Ibrahim et al. [51] produced fly-ash-based geopolymer bricks using sodium silicate and caustic soda as an activating solution, along with an unidentified foaming component at levels ranging from 5 to 10%. Their samples revealed densities between 1400 and 1500 kg/m³, which were associated with compressive strengths ranging from 5 to 10 MPa, depending on the amount of foaming agent used. Despite this, these densities are too high for insulating components. Risdanareni et al. [52] also obtained similar results using Styrofoam as a pore-generating material at levels as high as 0.9%. On the other hand, Roviello et al. [53] created hybrid geopolymer-based foams that had lower densities (250–850 kg/m³) but great mechanical properties, fire resistance, and low thermal conductivity. The manufacture of geopolymers also used hydrogen peroxide as a foaming agent to create porosity [54,55,56,57]. Ahmed et al. [58] reported on the fabrication of thermally insulating geopolymer bricks using ferrosilicon slag and alumina waste. They achieved the maximum compressive strength at a concentration of 8 M NaOH. Furthermore, the inclusion of alumina waste decreased the heat conductivity of the resultant geopolymer bricks. El-Naggar et al. created geopolymer-insulating bricks using waste materials that had a bulk density of around 1000 kg/m³, low heat conductivity, and good mechanical strength [59].

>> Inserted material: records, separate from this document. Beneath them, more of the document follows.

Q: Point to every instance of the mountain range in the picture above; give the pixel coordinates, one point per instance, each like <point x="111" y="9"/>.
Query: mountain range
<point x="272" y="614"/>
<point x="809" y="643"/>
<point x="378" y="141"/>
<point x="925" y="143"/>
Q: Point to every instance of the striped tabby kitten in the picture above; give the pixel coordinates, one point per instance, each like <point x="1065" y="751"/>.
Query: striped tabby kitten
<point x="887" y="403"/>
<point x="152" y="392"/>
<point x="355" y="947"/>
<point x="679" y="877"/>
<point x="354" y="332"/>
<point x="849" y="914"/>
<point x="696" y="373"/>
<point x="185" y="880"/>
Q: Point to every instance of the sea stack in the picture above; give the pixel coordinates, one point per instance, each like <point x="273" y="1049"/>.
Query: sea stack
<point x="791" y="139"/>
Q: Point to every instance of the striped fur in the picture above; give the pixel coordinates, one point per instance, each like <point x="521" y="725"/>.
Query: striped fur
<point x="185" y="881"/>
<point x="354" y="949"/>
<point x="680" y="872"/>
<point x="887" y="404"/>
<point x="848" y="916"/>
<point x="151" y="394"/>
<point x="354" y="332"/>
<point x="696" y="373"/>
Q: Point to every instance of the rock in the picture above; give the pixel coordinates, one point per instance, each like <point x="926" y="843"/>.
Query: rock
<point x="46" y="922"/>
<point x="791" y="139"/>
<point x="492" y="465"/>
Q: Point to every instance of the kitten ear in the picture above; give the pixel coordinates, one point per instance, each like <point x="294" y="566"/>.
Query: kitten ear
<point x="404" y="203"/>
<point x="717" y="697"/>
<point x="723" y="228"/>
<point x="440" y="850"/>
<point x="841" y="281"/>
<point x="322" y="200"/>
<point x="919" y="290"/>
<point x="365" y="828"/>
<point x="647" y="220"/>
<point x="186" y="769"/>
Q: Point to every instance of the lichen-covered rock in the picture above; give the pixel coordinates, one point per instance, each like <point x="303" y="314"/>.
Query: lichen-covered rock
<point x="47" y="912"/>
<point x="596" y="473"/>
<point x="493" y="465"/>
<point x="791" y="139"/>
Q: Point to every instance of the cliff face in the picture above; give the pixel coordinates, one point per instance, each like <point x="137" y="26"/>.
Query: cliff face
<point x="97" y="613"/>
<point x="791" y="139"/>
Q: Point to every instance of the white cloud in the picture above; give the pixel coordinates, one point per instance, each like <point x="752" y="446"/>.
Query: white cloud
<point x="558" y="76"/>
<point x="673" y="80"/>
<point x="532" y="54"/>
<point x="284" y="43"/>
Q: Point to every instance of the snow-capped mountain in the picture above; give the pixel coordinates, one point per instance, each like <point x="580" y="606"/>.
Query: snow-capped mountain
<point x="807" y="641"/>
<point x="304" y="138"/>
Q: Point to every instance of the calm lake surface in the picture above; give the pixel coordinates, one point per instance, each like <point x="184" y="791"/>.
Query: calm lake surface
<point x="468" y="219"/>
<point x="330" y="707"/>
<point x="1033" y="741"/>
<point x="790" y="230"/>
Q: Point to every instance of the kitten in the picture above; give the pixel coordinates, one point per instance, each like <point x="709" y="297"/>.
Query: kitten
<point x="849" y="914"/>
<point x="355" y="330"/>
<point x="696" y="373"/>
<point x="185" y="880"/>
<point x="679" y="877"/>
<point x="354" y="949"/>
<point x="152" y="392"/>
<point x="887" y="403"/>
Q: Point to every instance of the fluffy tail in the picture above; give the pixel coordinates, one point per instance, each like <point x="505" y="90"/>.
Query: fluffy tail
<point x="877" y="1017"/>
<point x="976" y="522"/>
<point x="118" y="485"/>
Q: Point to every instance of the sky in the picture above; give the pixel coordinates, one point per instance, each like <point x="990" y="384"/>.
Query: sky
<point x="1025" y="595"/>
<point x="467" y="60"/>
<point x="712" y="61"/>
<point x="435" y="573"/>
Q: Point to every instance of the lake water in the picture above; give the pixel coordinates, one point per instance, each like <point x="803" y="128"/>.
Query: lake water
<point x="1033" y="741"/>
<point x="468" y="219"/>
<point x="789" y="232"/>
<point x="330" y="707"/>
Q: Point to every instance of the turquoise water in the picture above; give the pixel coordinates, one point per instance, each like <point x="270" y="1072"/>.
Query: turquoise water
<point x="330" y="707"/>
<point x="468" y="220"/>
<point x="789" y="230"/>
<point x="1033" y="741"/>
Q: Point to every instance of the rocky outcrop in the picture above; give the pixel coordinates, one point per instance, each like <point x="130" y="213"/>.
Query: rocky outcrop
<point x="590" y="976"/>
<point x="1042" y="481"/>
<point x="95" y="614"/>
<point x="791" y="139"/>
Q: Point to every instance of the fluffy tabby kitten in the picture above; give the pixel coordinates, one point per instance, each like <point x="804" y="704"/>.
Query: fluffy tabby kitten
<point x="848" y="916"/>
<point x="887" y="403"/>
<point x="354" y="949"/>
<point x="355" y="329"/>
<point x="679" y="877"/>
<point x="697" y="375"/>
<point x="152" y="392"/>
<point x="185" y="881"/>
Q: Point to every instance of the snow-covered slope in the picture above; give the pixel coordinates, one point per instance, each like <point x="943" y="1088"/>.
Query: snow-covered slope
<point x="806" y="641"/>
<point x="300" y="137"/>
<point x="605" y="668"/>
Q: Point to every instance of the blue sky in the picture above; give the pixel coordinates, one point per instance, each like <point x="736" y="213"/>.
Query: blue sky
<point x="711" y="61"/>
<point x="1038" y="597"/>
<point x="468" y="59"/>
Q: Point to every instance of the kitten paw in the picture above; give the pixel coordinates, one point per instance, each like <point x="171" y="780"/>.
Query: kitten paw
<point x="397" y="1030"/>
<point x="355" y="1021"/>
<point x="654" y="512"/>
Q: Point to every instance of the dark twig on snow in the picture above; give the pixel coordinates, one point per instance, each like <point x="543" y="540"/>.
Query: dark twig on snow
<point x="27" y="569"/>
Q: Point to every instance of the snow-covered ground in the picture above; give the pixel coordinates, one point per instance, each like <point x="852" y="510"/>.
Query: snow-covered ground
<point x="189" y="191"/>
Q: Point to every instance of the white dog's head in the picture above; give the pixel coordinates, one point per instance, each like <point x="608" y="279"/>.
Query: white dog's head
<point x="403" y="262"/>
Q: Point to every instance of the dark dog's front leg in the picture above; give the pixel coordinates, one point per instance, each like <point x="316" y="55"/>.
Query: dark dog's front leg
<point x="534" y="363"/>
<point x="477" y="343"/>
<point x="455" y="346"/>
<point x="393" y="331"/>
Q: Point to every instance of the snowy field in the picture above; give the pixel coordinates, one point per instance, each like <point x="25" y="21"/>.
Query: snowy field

Exposure to aluminum dross waste is considered dangerous to human health and the environment, and since 2000, the EU has classified it as such. Specifically, discarded aluminum dross is considered to be carcinogenic as well as a source of skin irritation and corrosion. The non-metallic product (NMP) component of aluminum dross waste also functions as a sensitizer and irritant when it comes into extended or regular contact with the skin or mucous membranes [60]. Dust is created during the processing of aluminum dross waste, and inhaling or consuming it presents a major danger. Moreover, the active contaminants in aluminum dross waste react rapidly with moisture to produce gasses that are poisonous, explosive, and offensively odorous [61]. In the past, landfills disposed of about 95% of the industrially generated aluminum dross waste annually [62]. However, due to the constant aluminum production, the remaining 5% has been steadily increasing. To make geopolymer concrete, Migunthanna et al. employed fly ash, slag in the precursor, and one-part binders made from leftover clay brick powder [63]. Another study by Tazune et al. [64] looked at how different Fe₂O₃/SiO₂ molar ratios in Fe-silica affected the properties of geopolymer materials made from metakaolin and waste-fired-clay brick.